O acórdão destacou a violação aos arts. 1º, III, e 5º, caput e I, da Constituição Federal, por ofensa à dignidade da pessoa humana e à isonomia. Também foram mencionados, no debate, os princípios da presunção de inocência, da não culpabilidade, da ofensividade, da razoabilidade e da proporcionalidade. O relator desenvolveu a ideia de que o controle de constitucionalidade em matéria penal é possível quando a lei transborda os limites da proporcionalidade, seja por excesso, seja por proteção insuficiente. No caso, entendeu-se que a norma era inadequada e desnecessária, porque restringia a punição a grupos discriminados, em vez de proteger o patrimônio de forma geral e isonômica.

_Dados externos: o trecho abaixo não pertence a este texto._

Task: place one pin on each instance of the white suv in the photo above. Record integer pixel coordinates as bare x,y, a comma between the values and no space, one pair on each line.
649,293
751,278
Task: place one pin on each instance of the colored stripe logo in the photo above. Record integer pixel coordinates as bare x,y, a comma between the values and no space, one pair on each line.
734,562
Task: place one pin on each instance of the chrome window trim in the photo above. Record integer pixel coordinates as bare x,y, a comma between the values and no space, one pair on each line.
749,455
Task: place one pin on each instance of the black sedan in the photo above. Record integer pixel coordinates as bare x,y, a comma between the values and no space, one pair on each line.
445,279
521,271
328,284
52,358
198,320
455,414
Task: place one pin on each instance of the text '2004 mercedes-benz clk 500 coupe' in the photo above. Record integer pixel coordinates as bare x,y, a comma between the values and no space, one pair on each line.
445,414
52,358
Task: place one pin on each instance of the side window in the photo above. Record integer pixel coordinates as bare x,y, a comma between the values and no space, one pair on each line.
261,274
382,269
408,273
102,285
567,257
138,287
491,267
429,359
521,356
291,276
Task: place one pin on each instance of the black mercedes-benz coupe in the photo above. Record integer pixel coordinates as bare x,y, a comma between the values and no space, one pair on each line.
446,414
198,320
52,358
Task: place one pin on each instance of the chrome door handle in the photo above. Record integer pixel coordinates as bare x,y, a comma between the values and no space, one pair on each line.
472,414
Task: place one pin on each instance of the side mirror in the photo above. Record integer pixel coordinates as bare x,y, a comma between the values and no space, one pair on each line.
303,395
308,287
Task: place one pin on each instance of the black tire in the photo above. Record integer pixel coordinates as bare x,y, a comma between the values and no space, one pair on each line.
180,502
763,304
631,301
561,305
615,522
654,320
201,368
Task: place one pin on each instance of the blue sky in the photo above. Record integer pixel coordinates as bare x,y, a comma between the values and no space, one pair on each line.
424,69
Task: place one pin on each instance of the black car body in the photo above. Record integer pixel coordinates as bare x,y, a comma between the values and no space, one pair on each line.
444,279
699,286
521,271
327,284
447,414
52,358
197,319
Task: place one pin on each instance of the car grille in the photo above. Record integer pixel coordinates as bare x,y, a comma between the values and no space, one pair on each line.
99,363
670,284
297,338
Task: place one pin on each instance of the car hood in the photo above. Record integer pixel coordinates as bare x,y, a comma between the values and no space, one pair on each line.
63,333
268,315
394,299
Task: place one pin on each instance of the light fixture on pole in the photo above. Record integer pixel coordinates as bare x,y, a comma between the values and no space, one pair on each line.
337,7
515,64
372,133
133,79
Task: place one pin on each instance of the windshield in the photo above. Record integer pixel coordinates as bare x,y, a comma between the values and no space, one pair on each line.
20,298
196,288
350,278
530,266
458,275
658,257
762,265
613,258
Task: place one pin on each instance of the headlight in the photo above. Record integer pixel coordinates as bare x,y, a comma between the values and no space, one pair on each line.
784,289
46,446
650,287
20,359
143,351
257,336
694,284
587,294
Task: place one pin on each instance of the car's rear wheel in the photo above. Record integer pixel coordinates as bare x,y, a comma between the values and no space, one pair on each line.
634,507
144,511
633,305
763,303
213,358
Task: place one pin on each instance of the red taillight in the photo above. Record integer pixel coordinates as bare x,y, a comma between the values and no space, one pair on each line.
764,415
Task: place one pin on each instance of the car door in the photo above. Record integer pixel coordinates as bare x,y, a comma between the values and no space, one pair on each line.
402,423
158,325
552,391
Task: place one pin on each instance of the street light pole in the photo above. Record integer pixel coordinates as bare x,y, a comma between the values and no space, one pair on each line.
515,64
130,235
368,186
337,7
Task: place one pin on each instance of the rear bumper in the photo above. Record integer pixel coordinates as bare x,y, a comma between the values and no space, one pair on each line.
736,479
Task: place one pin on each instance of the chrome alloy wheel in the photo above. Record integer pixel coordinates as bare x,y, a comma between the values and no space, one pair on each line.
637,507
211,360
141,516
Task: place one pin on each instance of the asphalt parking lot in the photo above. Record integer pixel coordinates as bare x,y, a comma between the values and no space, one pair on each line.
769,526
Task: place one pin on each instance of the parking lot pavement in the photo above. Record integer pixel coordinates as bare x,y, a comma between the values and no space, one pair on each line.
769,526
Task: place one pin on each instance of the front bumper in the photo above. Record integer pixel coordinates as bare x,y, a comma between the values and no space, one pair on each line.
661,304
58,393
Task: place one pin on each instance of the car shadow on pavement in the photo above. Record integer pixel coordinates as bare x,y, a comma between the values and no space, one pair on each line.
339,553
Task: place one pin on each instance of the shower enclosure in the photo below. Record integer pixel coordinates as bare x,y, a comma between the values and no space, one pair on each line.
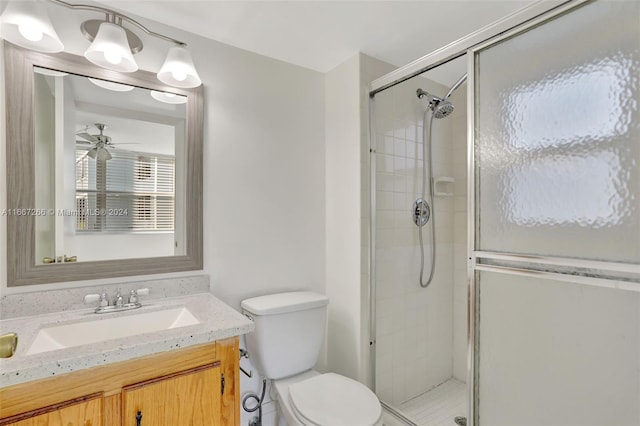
533,313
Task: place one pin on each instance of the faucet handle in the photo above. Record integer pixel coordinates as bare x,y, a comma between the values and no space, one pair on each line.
133,295
118,300
90,298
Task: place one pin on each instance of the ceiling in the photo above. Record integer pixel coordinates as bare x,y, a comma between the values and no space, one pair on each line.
321,34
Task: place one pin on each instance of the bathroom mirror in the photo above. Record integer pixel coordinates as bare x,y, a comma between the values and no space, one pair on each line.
104,171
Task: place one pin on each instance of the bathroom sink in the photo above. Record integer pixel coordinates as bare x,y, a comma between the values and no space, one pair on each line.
50,338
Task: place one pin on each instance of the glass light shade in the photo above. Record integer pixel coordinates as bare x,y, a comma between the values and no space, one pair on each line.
111,50
178,69
27,24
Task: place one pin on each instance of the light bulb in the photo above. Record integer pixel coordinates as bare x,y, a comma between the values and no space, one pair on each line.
113,56
179,74
31,32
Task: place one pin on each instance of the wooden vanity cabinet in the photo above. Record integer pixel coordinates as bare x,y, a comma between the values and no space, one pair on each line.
84,413
186,399
196,386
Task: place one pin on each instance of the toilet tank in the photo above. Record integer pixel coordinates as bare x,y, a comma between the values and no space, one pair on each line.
289,331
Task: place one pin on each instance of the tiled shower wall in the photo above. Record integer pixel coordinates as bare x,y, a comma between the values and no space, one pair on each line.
415,326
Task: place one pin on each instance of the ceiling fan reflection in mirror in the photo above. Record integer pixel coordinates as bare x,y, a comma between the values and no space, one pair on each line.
99,143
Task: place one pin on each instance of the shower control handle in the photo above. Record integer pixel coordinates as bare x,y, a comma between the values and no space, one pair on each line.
421,212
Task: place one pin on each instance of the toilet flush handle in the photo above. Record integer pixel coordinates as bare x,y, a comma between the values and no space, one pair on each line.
245,354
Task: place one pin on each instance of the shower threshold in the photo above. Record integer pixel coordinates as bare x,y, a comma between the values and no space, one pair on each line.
444,405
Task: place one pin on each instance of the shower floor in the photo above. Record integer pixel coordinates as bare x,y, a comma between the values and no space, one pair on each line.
439,406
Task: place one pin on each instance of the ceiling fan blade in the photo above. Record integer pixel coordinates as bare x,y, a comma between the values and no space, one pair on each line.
87,136
82,158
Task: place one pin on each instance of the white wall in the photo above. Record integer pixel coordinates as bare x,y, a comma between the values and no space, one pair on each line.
342,156
347,214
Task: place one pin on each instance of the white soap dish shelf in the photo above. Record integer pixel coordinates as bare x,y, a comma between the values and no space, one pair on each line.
443,186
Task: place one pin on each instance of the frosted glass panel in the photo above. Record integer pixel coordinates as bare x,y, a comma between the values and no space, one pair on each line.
556,353
558,139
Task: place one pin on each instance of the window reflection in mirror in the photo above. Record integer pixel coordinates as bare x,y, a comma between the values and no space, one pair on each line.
109,161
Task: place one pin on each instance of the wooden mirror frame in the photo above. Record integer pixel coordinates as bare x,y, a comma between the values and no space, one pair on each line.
21,263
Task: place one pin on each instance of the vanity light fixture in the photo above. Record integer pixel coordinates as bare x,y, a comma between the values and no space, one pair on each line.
110,48
26,23
168,98
111,85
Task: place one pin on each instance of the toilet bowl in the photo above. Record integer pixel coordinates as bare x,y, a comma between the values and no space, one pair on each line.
314,399
284,346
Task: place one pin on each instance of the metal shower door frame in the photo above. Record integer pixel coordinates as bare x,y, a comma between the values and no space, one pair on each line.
518,22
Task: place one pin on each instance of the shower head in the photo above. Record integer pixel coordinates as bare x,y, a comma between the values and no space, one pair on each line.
442,109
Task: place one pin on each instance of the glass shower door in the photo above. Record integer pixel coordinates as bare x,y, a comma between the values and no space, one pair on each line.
556,240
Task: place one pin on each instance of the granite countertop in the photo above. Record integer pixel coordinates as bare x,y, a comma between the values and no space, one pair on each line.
217,321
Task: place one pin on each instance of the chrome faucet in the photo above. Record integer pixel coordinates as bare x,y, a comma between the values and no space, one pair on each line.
118,301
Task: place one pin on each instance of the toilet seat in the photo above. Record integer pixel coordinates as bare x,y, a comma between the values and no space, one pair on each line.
331,399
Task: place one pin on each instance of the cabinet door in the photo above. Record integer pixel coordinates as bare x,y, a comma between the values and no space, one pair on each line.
87,413
190,398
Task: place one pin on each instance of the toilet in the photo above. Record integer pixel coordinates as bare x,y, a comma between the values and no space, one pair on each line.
288,336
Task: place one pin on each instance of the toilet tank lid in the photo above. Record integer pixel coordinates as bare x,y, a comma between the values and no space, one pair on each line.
284,302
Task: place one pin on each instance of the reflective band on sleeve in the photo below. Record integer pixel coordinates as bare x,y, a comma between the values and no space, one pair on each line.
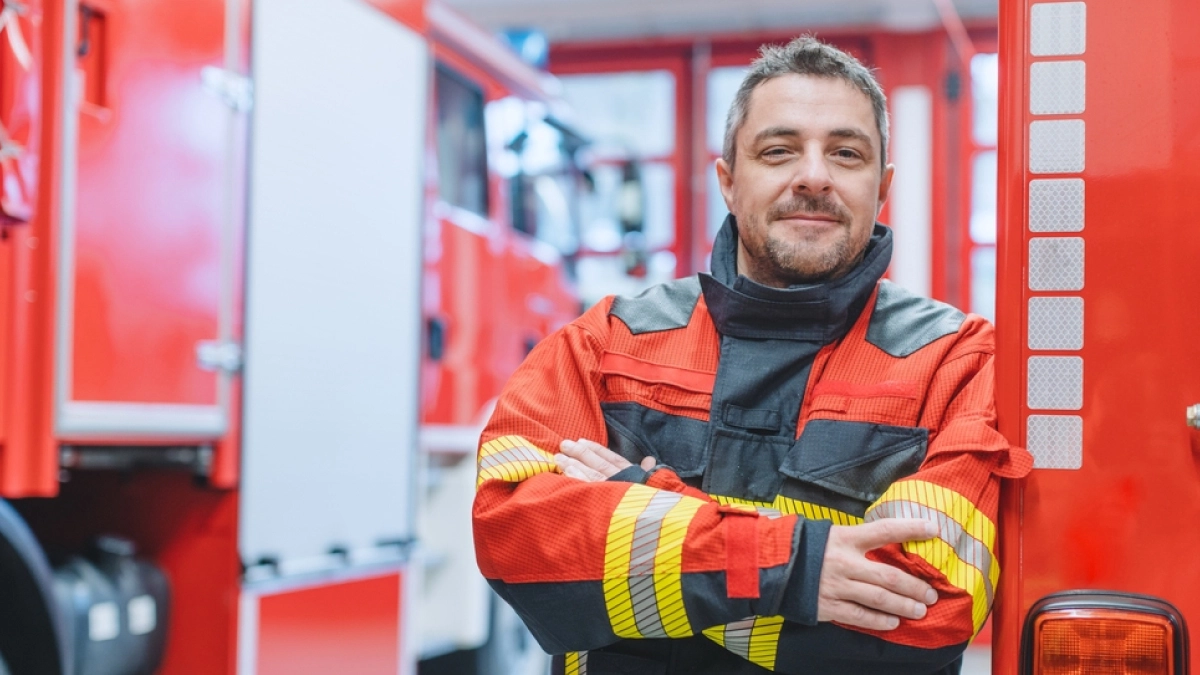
643,562
513,459
754,639
576,663
965,545
787,506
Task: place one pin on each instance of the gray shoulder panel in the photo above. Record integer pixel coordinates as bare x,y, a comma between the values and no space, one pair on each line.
904,322
659,308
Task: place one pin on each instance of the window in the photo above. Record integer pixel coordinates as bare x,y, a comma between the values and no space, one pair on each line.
984,99
462,145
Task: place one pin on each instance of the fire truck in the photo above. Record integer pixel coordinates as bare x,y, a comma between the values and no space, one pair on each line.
264,264
1096,335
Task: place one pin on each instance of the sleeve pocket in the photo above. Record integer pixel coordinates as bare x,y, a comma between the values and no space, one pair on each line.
855,459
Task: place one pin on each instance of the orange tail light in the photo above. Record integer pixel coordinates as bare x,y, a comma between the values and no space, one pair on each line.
1104,633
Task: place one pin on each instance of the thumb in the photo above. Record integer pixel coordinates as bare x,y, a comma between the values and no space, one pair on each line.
893,531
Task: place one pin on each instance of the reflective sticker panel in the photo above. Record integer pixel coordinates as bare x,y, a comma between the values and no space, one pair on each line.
1056,263
1056,441
1056,323
1057,29
1057,88
1056,204
1055,383
1056,147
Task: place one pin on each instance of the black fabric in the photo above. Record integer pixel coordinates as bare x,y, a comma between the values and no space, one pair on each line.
659,308
904,322
856,459
678,441
631,473
819,650
769,338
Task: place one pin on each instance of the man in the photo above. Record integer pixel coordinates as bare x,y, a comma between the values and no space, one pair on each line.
785,466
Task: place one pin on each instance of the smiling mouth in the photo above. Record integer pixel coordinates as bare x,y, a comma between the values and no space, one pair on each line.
811,217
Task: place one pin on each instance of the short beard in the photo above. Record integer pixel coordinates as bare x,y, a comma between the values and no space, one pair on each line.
796,262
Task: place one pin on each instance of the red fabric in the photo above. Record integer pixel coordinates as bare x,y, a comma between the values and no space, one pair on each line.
741,559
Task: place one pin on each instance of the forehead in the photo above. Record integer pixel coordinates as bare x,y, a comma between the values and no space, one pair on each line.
810,105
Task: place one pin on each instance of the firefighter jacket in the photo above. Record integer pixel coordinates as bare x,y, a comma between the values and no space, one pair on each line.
773,414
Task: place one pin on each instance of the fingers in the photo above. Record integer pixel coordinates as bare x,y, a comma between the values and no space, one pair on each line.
575,469
892,531
857,615
898,584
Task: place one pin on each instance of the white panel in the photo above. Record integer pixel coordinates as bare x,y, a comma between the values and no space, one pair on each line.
1056,323
1056,204
911,211
1056,263
1057,29
1057,88
1056,441
334,279
1056,147
1055,383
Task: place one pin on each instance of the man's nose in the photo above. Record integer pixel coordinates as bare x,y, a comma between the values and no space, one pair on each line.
811,173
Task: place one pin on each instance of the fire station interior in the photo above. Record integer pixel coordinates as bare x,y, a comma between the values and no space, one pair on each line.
267,267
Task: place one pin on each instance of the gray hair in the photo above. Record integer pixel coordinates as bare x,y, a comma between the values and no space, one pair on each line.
805,55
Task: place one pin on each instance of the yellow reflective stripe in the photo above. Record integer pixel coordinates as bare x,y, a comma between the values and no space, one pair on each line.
765,640
717,633
643,563
513,459
754,639
669,567
789,506
618,548
576,663
965,550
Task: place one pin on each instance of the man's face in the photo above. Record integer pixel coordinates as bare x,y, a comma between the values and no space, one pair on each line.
807,183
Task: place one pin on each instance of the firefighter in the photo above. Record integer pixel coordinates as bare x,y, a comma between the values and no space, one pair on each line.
789,465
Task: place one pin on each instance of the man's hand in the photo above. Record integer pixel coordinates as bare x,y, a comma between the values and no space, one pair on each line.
592,461
861,592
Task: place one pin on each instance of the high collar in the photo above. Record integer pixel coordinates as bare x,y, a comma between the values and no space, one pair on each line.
816,312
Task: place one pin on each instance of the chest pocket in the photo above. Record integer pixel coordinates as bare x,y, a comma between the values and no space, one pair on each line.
847,465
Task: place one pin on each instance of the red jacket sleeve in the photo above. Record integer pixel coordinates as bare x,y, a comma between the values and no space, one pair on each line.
958,488
588,563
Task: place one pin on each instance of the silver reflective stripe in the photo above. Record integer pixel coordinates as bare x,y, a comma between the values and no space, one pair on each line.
641,563
969,549
737,637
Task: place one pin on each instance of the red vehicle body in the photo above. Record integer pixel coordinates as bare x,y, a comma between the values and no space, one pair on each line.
1096,364
216,292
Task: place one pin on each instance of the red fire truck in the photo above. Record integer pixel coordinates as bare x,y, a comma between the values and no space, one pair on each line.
263,266
1097,322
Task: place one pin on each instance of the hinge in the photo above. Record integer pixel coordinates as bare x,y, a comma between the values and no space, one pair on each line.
237,90
222,356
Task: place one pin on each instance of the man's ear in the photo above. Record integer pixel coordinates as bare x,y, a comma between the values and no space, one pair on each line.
725,179
885,187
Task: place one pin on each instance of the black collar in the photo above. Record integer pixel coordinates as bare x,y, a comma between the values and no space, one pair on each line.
816,312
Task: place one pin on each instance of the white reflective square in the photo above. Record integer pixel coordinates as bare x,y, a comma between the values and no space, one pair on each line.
143,615
1057,29
1056,204
103,622
1057,88
1055,383
1056,323
1056,147
1056,441
1056,263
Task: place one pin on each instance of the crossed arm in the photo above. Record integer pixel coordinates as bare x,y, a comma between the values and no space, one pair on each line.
853,590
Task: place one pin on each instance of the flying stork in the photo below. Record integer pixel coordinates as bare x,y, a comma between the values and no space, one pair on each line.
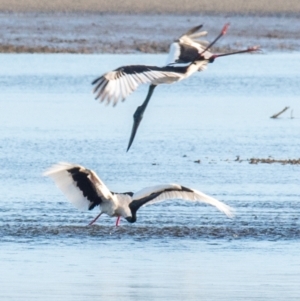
187,55
85,190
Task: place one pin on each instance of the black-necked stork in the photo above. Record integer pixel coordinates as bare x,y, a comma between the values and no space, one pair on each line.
187,55
86,191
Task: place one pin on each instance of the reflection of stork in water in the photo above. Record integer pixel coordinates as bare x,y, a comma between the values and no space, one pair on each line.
86,191
187,55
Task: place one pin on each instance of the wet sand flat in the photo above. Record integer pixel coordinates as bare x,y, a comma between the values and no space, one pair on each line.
156,6
81,32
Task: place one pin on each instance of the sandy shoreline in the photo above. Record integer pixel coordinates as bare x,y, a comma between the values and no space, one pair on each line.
154,6
80,32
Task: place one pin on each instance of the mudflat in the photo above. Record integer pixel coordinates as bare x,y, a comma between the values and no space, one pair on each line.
154,6
129,26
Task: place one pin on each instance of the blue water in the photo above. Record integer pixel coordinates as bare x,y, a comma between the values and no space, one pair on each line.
175,250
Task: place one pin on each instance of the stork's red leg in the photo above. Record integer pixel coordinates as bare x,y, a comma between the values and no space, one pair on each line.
95,218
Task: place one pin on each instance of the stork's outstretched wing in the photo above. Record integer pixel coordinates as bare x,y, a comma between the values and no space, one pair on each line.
159,193
82,187
118,84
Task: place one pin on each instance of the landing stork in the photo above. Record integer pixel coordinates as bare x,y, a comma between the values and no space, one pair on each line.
86,191
187,55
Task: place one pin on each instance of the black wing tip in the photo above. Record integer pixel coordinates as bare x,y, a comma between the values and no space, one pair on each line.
96,80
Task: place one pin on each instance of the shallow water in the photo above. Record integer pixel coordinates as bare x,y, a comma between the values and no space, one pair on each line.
175,250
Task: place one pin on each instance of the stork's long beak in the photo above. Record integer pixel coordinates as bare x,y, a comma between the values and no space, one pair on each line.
137,118
250,49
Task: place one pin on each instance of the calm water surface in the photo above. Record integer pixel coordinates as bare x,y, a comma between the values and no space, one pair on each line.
175,251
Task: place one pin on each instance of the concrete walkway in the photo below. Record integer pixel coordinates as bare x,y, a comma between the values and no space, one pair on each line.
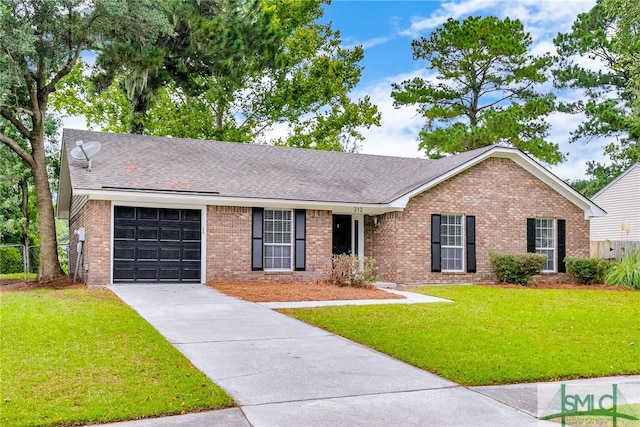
283,372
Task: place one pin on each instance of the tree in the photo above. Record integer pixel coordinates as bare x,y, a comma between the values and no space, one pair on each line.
40,42
628,47
18,213
607,86
301,79
483,91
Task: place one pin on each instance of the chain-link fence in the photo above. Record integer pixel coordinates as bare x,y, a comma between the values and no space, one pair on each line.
23,259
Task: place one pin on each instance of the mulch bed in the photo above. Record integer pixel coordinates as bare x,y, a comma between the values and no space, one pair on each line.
292,292
61,282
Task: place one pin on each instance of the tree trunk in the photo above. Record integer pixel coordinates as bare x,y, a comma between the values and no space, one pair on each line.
49,264
24,188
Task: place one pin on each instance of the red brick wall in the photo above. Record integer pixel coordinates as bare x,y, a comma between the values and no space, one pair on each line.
501,195
229,247
95,217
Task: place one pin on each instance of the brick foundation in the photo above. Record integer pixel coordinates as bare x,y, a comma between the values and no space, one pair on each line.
95,217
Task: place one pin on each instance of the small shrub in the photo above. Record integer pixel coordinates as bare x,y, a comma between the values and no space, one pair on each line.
10,260
626,271
587,271
348,271
516,268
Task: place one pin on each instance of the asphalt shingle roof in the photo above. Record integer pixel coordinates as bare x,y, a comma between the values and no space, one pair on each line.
128,161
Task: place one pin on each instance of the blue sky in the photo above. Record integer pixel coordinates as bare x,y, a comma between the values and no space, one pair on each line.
386,28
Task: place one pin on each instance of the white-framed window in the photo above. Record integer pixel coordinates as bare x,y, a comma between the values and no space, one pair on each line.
546,241
278,239
452,242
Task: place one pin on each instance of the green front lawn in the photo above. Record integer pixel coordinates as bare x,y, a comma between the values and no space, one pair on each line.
79,357
17,276
499,335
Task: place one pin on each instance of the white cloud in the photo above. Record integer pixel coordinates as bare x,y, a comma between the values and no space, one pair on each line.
419,25
375,41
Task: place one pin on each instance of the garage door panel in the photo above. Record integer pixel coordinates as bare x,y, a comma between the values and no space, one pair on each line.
125,232
147,253
123,272
191,254
169,273
170,234
170,253
191,215
191,274
191,235
148,213
154,245
124,252
148,233
146,272
172,215
125,212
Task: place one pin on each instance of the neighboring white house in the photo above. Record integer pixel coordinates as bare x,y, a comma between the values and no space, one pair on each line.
621,200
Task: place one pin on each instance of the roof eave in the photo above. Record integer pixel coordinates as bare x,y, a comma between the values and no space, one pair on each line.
169,199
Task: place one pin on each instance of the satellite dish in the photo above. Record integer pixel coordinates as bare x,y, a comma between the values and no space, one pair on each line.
85,151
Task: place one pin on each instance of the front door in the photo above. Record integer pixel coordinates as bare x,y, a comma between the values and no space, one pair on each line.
341,234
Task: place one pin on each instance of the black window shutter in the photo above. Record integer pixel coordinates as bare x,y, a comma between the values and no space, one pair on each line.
256,239
471,244
531,235
301,231
435,243
562,246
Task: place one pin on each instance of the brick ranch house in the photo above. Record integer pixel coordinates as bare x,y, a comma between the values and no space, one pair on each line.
160,209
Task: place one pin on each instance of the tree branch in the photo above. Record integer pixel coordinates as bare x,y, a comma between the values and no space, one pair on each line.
71,62
17,110
4,112
24,154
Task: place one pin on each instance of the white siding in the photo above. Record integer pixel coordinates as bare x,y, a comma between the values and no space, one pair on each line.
621,200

Houve convergência expressiva no Plenário. Os Ministros que acompanharam o relator reforçaram que a lei punia uma presunção de periculosidade baseada em condição social ou em condenação anterior, invertendo o ônus da prova e exigindo do acusado a demonstração de destinação legítima do objeto. Não houve revisão de tese posterior no material fornecido; o entendimento vigente é o fixado no julgamento principal.